Ibadatku ibadatku, ibadatmu ibadatmu,
ibadatnya ya, ibadatnya!
Saya punya salam “assalamu alaikum”. Kamu,
Agnes, Pak Wiryo, dan Aryana punya “salam kasih” atau “salam sejahtera”, dan
Wayan punya “Om Om santi om”.
Saya salat di mesjid. Kamu kebaktian di
gereja Katholik. Agnes di gereja Protestan. Wayan sembahyang di pura. Aryana di
kuil. PakWiryo bersemedi di sebuah tempat.
Saya ber-Idul Fitri/berlebaran. Kamu dan
Agnes bernatalan dan bertahun baru. Wayan ber-Nyepi. Aryana berhari Waisak ke
Prambanan. Pak Wiryo entahlah!
Inikah toleransi dalam kehidupan
bermasyarakat, berbangsa, dan bernegara?
Belum! Ini baru kerangkanya toleransi.
Kita sedang berdiskusi di sebuah tempat.
Saya salat ketika tiba waktunya salat. Kamu,
Agnes, Wayan, Aryana, dan Pak Wiro menyilakan saya salat. Bahkan kalian
membantu saya mempermudah saya bersalat. Kalian bisa rehat, mengobrol, atau
sibuk dengan tugas pribadi masing-masing. Kemudian, usai rehat, kita bisa
melanjutkan diskusi sampai selesai.
Kamu dan Agnes ikut kebaktian di gereja pada
hari Minggu.

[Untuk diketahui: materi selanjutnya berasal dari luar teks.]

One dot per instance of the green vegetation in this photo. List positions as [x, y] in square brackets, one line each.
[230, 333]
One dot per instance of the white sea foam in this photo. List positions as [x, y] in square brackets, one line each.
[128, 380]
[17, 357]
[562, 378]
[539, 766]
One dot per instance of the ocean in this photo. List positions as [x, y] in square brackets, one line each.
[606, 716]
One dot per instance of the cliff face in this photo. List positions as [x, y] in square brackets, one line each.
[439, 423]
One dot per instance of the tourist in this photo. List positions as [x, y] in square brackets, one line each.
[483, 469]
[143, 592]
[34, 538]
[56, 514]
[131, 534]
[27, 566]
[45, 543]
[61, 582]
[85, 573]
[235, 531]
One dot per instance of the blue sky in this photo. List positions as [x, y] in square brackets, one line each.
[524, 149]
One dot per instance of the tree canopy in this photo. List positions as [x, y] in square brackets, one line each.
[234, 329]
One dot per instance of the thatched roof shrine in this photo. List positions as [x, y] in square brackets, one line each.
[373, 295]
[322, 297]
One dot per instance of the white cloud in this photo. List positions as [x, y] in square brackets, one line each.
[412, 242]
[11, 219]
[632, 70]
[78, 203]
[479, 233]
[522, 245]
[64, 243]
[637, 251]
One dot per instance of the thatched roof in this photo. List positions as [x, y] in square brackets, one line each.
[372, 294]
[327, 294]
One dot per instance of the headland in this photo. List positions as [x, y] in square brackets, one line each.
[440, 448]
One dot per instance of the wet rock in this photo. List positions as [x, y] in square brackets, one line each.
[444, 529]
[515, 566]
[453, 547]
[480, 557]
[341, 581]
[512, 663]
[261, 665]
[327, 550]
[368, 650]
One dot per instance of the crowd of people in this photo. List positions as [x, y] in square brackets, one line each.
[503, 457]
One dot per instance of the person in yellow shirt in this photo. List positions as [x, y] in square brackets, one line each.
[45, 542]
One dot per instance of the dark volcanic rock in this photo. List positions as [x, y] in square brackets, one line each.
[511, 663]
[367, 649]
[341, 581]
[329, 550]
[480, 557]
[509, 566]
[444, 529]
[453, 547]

Silakan ikuti kebaktian sebaik-baiknya sampai selesai.
Wayan bersembahyang setiap pagi hari di pura
di samping rumahnya. Aryana dan Pak Wiryo pun beribadat sesuai dengan ajaran
agama dan keyakinannya. Saya dan teman-teman yang lain sekedar tahu,
boleh-boleh saja, atau tak tahu, juga tak menjadi masalah. Kita bersahabat kan saling
memahami.
Bukan toleransi namanya kalau saya yang
muslim ikut-ikutan Natalan atau ikut ritual Waisak atau sembahyang di pura.
Bukan toleransi namanya Kamu, Aryana, Wayan, Pak Wiryo, dan Agnes ikut bersalat Ied.
Itukah toleransi dalam hidup bermasyarakat?
Belum! Itu barulah wujud tubuh toleransi
tanpa kepala. Itu baru toleransi antarpribadi yang heterogen.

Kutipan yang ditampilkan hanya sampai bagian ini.